Comment le gouvernement civil fut réformé.


On avoit vu jusqu’ici la nation donner des marques d’impatiens & de légéreté sur le choix ou sur la conduite de ses maîtres ; on l’avoit vu régler les différents de ses maîtres entr’eux, & leur imposer la nécessité de la paix. Mais ce qu’on n’avoit pas encore vu, la nation le fit pour lors : elle jeta les yeux sur sa situation actuelle ; elle examina ses lois de sang froid ; elle pourvut à leur insuffisance ; elle arrêta la violence ; elle régla le pouvoir.

Les régences mâles, hardies & insolentes de Frédégonde & de Brunehault, avoient moins étonné cette nation, qu’elles ne l’avoient avertie. Frédégonde avoit défendu ses méchancetés par ses méchancetés mêmes ; elle avoit justifié le poison & les assassinats par le poison & les assassinats ; elle s’étoit conduite de maniere que ses attentats étoient encore plus particuliers que publics. Frédégonde fit plus de maux, Brunehault en fit craindre davantage. Dans cette crise, la nation ne se contenta pas de mettre ordre au gouvernement féodal, elle voulut aussi assurer son gouvernement civil : car celui-ci étoit encore plus corrompu que l’autre ; & cette corruption étoit d’autant plus dangereuse, qu’elle étoit plus ancienne, & tenoit plus en quelque sorte à l’abus des mœurs qu’à l’abus des lois.

L’histoire de Grégoire de Tours, & les autres monumens nous font voir, d’un côté, une nation féroce & barbare ; & de l’autre, des rois qui ne l’étoient pas moins.
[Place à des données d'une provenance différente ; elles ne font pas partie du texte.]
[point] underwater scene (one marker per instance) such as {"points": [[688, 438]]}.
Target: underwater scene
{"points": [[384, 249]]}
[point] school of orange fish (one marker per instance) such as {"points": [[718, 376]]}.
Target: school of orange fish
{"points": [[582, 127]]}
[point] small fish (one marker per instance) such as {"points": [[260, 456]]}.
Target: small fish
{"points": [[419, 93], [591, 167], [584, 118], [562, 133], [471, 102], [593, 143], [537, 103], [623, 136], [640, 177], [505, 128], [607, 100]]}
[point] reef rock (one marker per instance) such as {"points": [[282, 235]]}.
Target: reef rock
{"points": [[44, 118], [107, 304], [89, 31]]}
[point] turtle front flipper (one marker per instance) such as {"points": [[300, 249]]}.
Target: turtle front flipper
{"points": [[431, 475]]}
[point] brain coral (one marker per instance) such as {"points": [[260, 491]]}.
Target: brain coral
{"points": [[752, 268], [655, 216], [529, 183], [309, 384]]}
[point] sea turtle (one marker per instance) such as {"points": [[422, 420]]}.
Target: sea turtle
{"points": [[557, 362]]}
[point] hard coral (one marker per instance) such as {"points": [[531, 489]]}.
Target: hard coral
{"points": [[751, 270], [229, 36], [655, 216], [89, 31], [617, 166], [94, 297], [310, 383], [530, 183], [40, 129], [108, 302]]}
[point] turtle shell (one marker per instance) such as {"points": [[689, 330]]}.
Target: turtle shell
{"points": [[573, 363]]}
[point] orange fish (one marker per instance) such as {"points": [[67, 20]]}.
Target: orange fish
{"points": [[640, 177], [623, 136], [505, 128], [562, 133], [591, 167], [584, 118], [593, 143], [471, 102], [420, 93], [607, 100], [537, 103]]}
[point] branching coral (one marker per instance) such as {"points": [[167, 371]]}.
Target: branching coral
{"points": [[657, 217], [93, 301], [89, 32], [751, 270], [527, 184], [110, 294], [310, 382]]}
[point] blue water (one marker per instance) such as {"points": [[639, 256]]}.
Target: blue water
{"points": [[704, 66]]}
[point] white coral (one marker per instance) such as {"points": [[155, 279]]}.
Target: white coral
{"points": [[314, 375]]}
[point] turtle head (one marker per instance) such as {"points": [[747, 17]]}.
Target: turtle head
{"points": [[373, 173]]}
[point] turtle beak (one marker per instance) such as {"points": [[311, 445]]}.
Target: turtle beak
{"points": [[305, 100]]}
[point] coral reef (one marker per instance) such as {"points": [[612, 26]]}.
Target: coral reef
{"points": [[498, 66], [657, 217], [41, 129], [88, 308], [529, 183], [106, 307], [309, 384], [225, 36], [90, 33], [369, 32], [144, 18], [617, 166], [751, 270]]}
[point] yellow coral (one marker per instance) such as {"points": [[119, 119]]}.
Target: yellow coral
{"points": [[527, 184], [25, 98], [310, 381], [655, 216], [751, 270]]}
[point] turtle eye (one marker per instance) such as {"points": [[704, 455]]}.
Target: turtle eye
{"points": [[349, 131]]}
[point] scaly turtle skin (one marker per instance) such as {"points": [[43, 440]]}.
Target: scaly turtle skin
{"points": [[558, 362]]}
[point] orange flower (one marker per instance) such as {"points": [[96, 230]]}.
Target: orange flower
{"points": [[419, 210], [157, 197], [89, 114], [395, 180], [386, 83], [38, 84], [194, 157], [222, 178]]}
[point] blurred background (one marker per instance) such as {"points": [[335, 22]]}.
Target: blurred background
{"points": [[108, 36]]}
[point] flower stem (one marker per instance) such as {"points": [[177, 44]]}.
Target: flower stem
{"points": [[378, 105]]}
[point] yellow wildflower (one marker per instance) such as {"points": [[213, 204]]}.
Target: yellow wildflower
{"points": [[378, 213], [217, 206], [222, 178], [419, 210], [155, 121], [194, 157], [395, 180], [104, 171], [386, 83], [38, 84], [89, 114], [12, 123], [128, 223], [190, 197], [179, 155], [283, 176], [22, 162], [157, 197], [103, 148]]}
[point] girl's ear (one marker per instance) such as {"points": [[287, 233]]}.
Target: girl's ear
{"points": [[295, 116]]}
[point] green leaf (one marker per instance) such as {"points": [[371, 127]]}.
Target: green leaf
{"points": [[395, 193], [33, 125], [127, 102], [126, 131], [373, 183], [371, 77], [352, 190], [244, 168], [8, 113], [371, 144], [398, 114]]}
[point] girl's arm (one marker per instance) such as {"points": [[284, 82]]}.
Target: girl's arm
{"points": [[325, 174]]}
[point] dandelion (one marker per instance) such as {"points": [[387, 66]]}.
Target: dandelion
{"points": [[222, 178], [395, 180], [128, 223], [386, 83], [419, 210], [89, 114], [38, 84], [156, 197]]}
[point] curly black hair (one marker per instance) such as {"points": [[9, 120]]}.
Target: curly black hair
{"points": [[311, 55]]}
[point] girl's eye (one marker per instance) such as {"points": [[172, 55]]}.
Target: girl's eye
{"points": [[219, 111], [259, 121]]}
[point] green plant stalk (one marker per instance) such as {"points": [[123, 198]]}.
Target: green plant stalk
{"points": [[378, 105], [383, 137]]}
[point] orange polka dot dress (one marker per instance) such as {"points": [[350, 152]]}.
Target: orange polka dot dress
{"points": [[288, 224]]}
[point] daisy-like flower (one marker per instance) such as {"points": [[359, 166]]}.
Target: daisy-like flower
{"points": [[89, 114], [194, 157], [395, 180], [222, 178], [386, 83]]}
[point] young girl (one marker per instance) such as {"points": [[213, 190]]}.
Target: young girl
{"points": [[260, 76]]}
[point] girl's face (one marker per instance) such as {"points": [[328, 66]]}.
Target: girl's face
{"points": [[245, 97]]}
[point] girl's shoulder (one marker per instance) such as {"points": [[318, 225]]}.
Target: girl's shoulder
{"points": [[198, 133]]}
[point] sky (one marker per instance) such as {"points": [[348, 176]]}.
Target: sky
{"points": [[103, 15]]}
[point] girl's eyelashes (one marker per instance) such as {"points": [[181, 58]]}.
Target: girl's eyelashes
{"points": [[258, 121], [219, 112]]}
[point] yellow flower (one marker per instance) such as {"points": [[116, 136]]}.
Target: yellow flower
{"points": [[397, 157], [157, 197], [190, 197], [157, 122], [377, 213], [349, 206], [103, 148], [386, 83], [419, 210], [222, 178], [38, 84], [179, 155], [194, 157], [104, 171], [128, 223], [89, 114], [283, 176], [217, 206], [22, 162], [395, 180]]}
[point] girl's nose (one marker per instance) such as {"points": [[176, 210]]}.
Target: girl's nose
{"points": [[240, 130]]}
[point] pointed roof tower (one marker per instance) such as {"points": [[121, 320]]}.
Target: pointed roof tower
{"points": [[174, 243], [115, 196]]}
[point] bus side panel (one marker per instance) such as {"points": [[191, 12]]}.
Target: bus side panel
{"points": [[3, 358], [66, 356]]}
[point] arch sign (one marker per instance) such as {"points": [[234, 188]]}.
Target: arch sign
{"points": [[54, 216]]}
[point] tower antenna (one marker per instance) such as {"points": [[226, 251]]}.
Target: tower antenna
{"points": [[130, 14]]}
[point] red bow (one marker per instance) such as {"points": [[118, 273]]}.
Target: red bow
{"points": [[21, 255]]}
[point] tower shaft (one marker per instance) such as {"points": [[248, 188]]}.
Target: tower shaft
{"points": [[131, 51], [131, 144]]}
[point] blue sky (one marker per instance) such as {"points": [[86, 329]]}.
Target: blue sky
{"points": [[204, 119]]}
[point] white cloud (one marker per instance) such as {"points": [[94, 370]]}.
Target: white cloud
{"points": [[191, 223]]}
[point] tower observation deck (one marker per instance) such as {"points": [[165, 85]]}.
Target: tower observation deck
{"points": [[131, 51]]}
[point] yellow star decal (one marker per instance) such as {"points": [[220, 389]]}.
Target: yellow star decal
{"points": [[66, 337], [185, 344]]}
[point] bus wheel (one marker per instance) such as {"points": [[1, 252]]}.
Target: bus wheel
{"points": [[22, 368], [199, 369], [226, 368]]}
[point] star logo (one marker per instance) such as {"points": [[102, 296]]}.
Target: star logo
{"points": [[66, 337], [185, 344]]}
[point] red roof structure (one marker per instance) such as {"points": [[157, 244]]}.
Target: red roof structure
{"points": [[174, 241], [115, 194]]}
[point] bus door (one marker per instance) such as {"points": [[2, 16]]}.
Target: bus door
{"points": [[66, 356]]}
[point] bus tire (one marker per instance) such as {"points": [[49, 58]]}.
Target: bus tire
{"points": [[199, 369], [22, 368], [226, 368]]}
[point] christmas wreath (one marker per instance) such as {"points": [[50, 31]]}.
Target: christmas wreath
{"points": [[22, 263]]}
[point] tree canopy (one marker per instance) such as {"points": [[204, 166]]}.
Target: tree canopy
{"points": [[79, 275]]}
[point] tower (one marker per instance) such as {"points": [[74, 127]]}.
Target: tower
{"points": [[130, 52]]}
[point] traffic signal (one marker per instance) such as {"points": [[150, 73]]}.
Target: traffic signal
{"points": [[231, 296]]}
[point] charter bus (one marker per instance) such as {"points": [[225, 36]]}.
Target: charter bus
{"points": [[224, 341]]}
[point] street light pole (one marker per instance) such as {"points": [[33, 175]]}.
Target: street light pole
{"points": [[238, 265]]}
Ces princes étoient meurtriers, injustes & cruels, parce que toute la nation l’étoit. Si le christianisme parut quelquefois les adoucir, ce ne fut que par les terreurs que le christianisme donne aux coupables : les églises se défendirent contr’eux par les miracles & les prodiges de leurs saints. Les rois n’étoient point sacrileges, parce qu’ils redoutoient les peines des sacrileges : mais d’ailleurs ils commirent, ou par colere, ou de sang froid, toutes sortes de crimes & d’injustices, parce que ces crimes & ces injustices ne leur montroient pas la main de la divinité si présente. Les Francs, comme j’ai dit, souffroient des rois meurtriers, parce qu’ils étoient meurtriers eux-mêmes ; ils n’étoient point frappés des injustices & des rapines de leurs rois, parce qu’ils étoient ravisseurs & injustes comme eux. Il y avoit bien des lois établies ; mais les rois les rendoient inutiles par de certaines lettres, appellées préceptions[1], qui renversoient ces mêmes lois : c’étoient à peu près comme les rescrits des empereurs Romains, soit que les rois eussent pris d’eux cet usage, soit qu’ils l’eussent tiré du fond même de leur naturel. On voit, dans Grégoire de Tours, qu’il faisoient des meurtres de sang-froid, & faisoient mourir des accusés qui n’avoient pas seulement été entendus ; ils donnoient des préceptions[2] pour faire des mariages illicites ; ils en donnoient pour transporter les successions ; ils en donnoient pour ôter le droit des parens ; ils en donnoient pour épouser les religieuses. Ils ne faisoient point, à la vérité, de lois de leur seul mouvement ; mais ils suspendoient la pratique de celles qui étoient faites.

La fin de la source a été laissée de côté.